第663話 サイディ村

「……こほん。そろそろ良いだろうか」

「はい! すっごく……すっごく良かったです!」

「ご主人様。結衣も幸せですっ! これからも宜しくお願い致しますっ!」


 村の入り口に居るミオたちも、皆気絶……もとい満足しているようなので、分身を全て解除する。

 それから、抱きついて離れてくれない駱駝耳族の女性に白虎の事と魔族領の事を聞いてみたのだが、


「残念ながら、どちらも場所は知らないですね。勿論、白虎様のお話はいろいろと知っていますけど、魔王に挑んだ後の事は聞いた事が無いです」


 ファビオラたちと同じく、知らないと言う答えが返ってきた。


「そういう情報を得るのであれば、街へ行くのが良いと思っているのだが、この辺りに大きな街はあるだろうか」

「ありますよ。このサイディ村から少し行った所にラマスという街がありまして、そこは駱駝耳族だけでなく、様々な獣人族が住んでいますので、いろんな情報が得られるかと」

「そうか。ありがとう。そのラマスという所には、どう行けば良いのだろうか」

「この村の地下通路と繋がっていますから、一本道で迷う事無く行けると思います。……そうですね。その通路までご案内致しますね」


 おぉ。砂漠を進まなくても街へ行けるのはありがたいな。

 更に、直線距離であれば、大した距離ではないという。

 なので衣服を整えると、ユーリを抱っこし、まずは村の入口へ。


「……この黒いのは何だ?」

「怪しいな。石を投げても跳ね返って来るし」

「誰か、中へ入ってみろよ。……そうだ。長い槍とかで中を突いてみよう!」


 家を出て入口へ向かうと、ザシャの闇を駱駝耳族の男性が囲んでいた。

 まぁよく考えたら、一人を止めたところで、他の村人が怪しんで人を集めるよな。


「すまない。これは、俺の仲間の魔法なんだ。

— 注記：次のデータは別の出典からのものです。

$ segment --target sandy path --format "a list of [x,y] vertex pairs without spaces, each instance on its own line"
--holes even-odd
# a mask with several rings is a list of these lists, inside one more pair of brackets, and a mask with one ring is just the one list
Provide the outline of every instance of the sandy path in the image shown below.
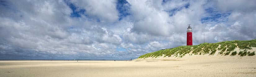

砂漠を渡って来て、何とかこの村まで辿り着いたところで体力の限界を迎え、日差しを遮る魔法を使ったんだ」


 全てが本当ではないが、全くの嘘でもない言い訳をしてみると、村人たちが疑いの眼差しで見つめてきた。

 まぁ闇を生み出す魔法なんて普通は使えないし、そういう目になるのも分かる。

 だが中の様子がわからないままで、ザシャに闇を解除してもらうのは怖いんだよな。

 最悪、全員全裸で酷い事になっている可能性もあるし。

 とはいえ、他にどういう言い訳をしようかと考えていると、先程家に案内してくれた女性が口を開く。


「この人間族の男性は私が保証します。怪しい人ではありません」

「次期村長がそう言うなら……」

「というか、人間族か! これは珍しい。なるほど……人間族には光を遮る魔法があるのか」


 どうやら先程の女性は、この村の偉い人だったようで、集まっていた男性たちがゾロゾロと去って行く。


「すまないな。助かったよ」

「いえ。この村に居る限りは私が貴方をお守り致しますので、ご心配なく」


 次期村長と呼ばれる女性に抱きつかれながら、ザシャの闇の中へ呼びかける。

 ただ、ミオが音を遮る結界も張っているから、聞こえているかどうかは分からない。

 中から反応が何もないあたり、聞こえていない……って、全員気絶しているのか。

 分身を一体残しておくべきだったと思いつつ、コンコンとミオの結界をノックしてみる。

 すると、パリンとガラスが割れるような音と共に、遮っていた結界が消えてしまった。


「あれ? ……あ、そうか。ミオが気絶しているから、結界の強度が落ちていたんだな。きっと」

「パパー。ミオさんのけっかいは、おきていても、ねていても、こうかはおなじだよー?」

「……こほん。とりあえず、中に入って皆を起こしてくるよ」


 ユーリを抱っこからおんぶに変えて闇の中へ入ると、手探りで周囲を探り……何かに触れた。


「誰かわからないが、起きてくれ。出発するぞ」

「んっ……この感触は、ご主人様の手っ! ご主人様っ! そこを触られているという事は、聖水を御所望なのですねっ!?」

「この声は……モニカ? って、待った! ザシャの闇で見えていないだけだっ! 抱きつかなくて良いから、服を着てくれっ! あと、聖水も要らないからっ! モニカぁぁぁっ!」


 モニカが聖水生成スキルを発動させた為、俺の手が……泡魔法で綺麗に洗ってから出発する事にした。